Аргументы, конечно, были весомыми. Но, на всякий случай, Воловцов решил проверить, насколько хорошо видит старый конюх. Девяносто три года – хоть Селищев и хорохорится – не шутка.

Разговор их происходил в той же чайной купца Суходаева, у которого служил бессмертный Никифор Асклипиодотович Селищев и где с полчаса назад судебный следователь по наиважнейшим делам Иван Федорович Воловцов беседовал с купцами Комолым и Леонтьевым. Иван Федорович замолчал, пристально всматриваясь в окно меблированной комнаты, где последний раз остановился по приезде в город Дмитров и был убит коммивояжер Григорий Иванович Стасько.

– Еще вопросы будут, мил-человек? – спросил Селищев, первым нарушив молчание.

– Да, – ответил Воловцов. – Я вот что-то не пойму, Никифор Аск-ли-пи-о-до-то-вич, вон на том окне, – он вытянул руку и указал на разглядываемое до того окно, – герань луговая или лесная произрастает?

– Ни то и ни другое, – мельком глянув на цветок за окном и покосившись на судебного следователя, произнес Селищев. – Это герань красная, а вернее, одна из разновидностей герани. – И довольно ядовито добавил: – Сей цветок по латыни пеларгониумом называется, господин хороший.

Познания деда были воистину неисчерпаемы и многообразны. Но, главное, он видел, как ястреб или сокол, охотящийся, паря высоко в небе, на полевую мышь. То есть зрение Никифора Асклипиодотовича не оставляло желать лучшего. К тому же Селищев понял, почему Воловцов задал такой вопрос, и, снова прищурившись, ехидно заметил:

– Зрение мое изволили проверять, господин хороший? Так мое зрение супротив твоего много острее будет! Кира, а не Глафира или какая иная деваха, провожать этого помещика выходила. А еще – печальна она была шибко. Будто суженого своего на войну провожала…

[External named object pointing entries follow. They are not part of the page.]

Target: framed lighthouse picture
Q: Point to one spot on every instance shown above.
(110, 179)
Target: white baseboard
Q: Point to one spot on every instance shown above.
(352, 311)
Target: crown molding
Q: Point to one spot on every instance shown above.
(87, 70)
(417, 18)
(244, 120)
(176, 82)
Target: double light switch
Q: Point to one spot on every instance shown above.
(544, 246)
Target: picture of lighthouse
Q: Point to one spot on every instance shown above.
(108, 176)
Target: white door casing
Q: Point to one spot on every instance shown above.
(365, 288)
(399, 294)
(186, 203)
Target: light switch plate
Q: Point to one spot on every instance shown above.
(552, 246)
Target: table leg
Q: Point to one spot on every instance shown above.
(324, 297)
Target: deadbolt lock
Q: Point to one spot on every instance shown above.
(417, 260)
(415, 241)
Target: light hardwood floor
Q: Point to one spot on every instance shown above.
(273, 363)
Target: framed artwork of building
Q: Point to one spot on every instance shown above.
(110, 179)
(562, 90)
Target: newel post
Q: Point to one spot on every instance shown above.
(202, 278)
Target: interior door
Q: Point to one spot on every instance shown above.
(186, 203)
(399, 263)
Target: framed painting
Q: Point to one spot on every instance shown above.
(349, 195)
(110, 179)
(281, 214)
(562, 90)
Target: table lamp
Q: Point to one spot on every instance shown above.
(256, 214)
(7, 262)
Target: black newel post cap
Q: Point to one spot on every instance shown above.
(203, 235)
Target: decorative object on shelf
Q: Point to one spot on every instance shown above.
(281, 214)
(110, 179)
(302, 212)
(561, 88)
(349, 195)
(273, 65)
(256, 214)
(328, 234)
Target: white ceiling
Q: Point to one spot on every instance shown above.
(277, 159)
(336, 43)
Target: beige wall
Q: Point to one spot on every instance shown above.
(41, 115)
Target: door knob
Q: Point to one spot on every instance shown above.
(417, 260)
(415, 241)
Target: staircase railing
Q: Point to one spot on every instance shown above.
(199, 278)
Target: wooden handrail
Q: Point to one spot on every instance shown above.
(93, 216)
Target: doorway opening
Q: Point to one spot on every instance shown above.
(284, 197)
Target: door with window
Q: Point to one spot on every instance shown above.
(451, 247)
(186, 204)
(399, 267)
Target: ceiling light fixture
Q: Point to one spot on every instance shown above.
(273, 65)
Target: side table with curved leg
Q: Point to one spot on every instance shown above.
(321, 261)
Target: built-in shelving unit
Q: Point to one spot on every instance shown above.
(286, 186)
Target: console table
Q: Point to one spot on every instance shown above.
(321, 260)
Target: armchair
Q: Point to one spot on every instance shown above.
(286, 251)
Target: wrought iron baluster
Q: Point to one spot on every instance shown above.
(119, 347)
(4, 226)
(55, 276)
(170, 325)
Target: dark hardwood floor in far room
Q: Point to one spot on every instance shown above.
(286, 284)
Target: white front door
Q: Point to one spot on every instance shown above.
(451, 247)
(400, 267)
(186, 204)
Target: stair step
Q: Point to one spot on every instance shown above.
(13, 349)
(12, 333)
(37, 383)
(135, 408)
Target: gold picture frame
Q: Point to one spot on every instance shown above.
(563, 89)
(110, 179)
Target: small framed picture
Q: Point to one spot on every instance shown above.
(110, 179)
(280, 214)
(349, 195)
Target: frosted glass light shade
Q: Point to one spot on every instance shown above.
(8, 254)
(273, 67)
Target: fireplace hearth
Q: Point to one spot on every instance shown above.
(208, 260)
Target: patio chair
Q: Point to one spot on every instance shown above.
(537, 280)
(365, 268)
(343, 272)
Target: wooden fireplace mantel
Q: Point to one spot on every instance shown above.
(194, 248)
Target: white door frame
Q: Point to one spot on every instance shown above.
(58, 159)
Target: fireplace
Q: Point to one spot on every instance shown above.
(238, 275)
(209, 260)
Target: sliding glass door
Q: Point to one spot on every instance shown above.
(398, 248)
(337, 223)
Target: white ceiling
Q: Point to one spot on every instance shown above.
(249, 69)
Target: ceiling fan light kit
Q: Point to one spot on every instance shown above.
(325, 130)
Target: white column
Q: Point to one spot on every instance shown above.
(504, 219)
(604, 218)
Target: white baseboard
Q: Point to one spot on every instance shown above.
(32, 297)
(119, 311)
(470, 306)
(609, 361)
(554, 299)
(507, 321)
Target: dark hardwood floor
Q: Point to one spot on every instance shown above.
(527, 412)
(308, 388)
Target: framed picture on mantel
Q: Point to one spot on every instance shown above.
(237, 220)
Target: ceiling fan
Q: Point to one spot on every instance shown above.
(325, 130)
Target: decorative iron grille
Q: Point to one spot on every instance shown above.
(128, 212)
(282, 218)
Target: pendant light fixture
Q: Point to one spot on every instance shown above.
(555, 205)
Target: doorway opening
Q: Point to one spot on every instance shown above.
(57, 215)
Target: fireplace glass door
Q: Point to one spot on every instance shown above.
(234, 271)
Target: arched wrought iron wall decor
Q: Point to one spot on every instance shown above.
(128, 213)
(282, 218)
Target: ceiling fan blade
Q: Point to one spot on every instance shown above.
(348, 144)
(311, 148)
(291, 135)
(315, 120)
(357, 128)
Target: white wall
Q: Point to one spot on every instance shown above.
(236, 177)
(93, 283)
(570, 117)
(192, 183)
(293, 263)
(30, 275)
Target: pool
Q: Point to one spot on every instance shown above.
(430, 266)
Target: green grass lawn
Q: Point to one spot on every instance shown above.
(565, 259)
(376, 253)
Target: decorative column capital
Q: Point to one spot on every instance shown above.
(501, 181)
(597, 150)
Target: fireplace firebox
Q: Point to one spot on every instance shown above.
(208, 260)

Иван Федорович несколько недоуменно посмотрел на старого конюха. Вот и этот говорит, что между ними – Кирой и человеком, убившим коммивояжера Стасько, – имеются отношения интимного свойства. Ведь почти то же самое говорила вдова героя взятия Шипки старушенция Мигунова. Интересно будет побеседовать с этой Кирой Малышевой. Только вот когда она и убийца могли сойтись, чтобы у них завязались столь теплые отношения? Ведь этот «помещик» приехал и остановился у Малышевых накануне убийства, в один день с коммивояжером Стасько…

Стоп!

Убийца заселился в меблированных комнатах одновременно со Стасько. А не в одном ли поезде они ехали из Москвы? Если так, получается, «помещик» следил за коммивояжером? Это уже теплее…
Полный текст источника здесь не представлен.